Guedes regulamenta lei que acabou com voto de qualidade no Carf e beneficiou empresas
O ministro da Economia, Paulo Guedes, assinou uma portaria que detalha as novas regras para a proclamação de resultados de julgamentos do Conselho Administrativo de Recursos Fiscais. A regulamentação acontece quase três meses após a sanção da lei que acabou com o voto de qualidade no colegiado e estabeleceu que, em caso de empate, o...
O ministro da Economia, Paulo Guedes, assinou uma portaria que detalha as novas regras para a proclamação de resultados de julgamentos do Conselho Administrativo de Recursos Fiscais. A regulamentação acontece quase três meses após a sanção da lei que acabou com o voto de qualidade no colegiado e estabeleceu que, em caso de empate, o benefício é sempre do contribuinte, em detrimento da União.
A lei é alvo de questionamentos no Supremo Tribunal Federal – partidos, entidades que representam auditores da Receita Federal e a Procuradoria-Geral da República entraram com ações diretas de inconstitucionalidade. Esta semana, o ministro Marco Aurélio Mello negou o pedido de liminar para suspender o trecho da lei que favorece empresários e gera perda de arrecadação aos cofres públicos.
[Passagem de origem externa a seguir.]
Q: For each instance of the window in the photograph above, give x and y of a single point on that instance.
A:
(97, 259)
O Carf é um tribunal administrativo vinculado ao Ministério da Economia, composto de forma paritária por representantes da Fazenda Nacional, que são servidores concursados, e dos contribuintes, normalmente indicados por entidades do setor produtivo. O colegiado julga em segunda instância administrativa litígios tributários, ou seja, questionamentos relacionados à cobrança de impostos e multas. Hoje, o Carf tem um estoque de cerca de 116 mil processos, que correspondem a 628 bilhões em crédito tributário.
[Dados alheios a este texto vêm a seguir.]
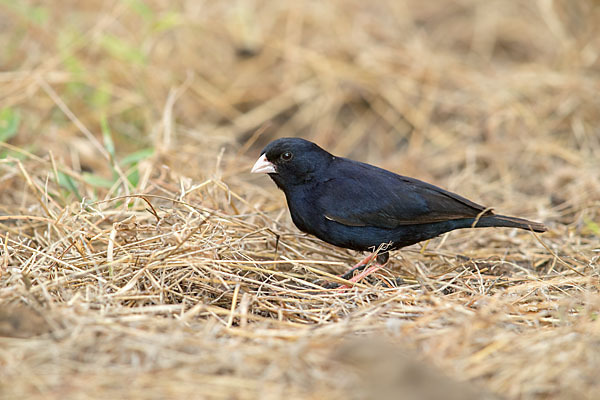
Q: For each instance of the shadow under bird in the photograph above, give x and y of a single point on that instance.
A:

Em abril deste ano, apesar das críticas, o presidente Jair Bolsonaro sancionou sem vetos a chamada Medida Provisória do Contribuinte Legal, que regulamentou a renegociação de dívidas de pessoas físicas e jurídicas com a União. Uma emenda “jabuti”, inserida no texto durante a tramitação no Congresso, mudou a forma de julgamento de processos no Carf. Até então, quando havia empate, o presidente da câmara, que é representante da Receita Federal no conselho, desempatava. Com a nova regra, quando há empate, o benefício é para os contribuintes, normalmente grandes empresas que questionam o pagamento de tributos. Com isso, a União deixa de arrecadar e os empresários reduzem o valor a ser desembolsado.
Na regulamentação elaborada pelo Ministério da Economia, a portaria de Paulo Guedes esclarece pontos que ficaram obscuros após a aprovação da lei. O texto define que a proclamação de resultado do julgamento favorável ao contribuinte aplica-se apenas a julgamentos ocorridos nas sessões realizadas a partir de 14 de abril de 2020.
Desde que a lei foi sancionada, surgiram especulações de que empresas que perderam recursos no Carf nos últimos cinco anos por conta do voto de qualidade poderiam tentar reverter essas decisões, o que implicaria em perdas bilionárias para os cofres públicos. O marco temporal fixado por Guedes, entretanto, não desanimou empresas que pretendem recuperar os valores desembolsados.
A portaria assinada pelo ministro da Economia estabelece ainda que o benefício automático ao contribuinte em caso de empate não se aplica ao julgamento de matérias de natureza processual, nem à conversão de julgamento em diligência. Também não valerá na análise de embargos de declaração.
Para o auditor fiscal Vilson Romero, assessor de Estudos Socioeconômicos da Associação Nacional dos Auditores Fiscais e da Receita Federal, a regulamentação “convalida dispositivos definidos em uma emenda jabuti”. “Em uma análise preliminar, a portaria extrapola o que foi previsto na Lei 13.988/2020”, diz. A entidade recorreu ao Supremo para tentar derrubar a lei e retomar o voto de qualidade no Carf.
“É papel do Ministério da Economia regulamentar a lei. Lamentável foi o presidente da República não vetá-la, apesar de todas as recomendações”, acrescenta Vilson. “Quando analisamos a composição do Carf, de um lado estão técnicos tributaristas, auditores, de outro lado, estão representantes políticos indicados por entidades representativas de trabalhadores e empresários. Agora, com voto em prol dos contribuintes, há brechas para encaminhamentos políticos”.
Com a decisão do ministro Marco Aurélio Mello de rejeitar a liminar que pedia a suspensão da lei, o plenário do Supremo Tribunal Federal vai analisar as ações que questionam o fim do voto de qualidade no Conselho Administrativo de Recursos Fiscais. Não há data para o julgamento das adins.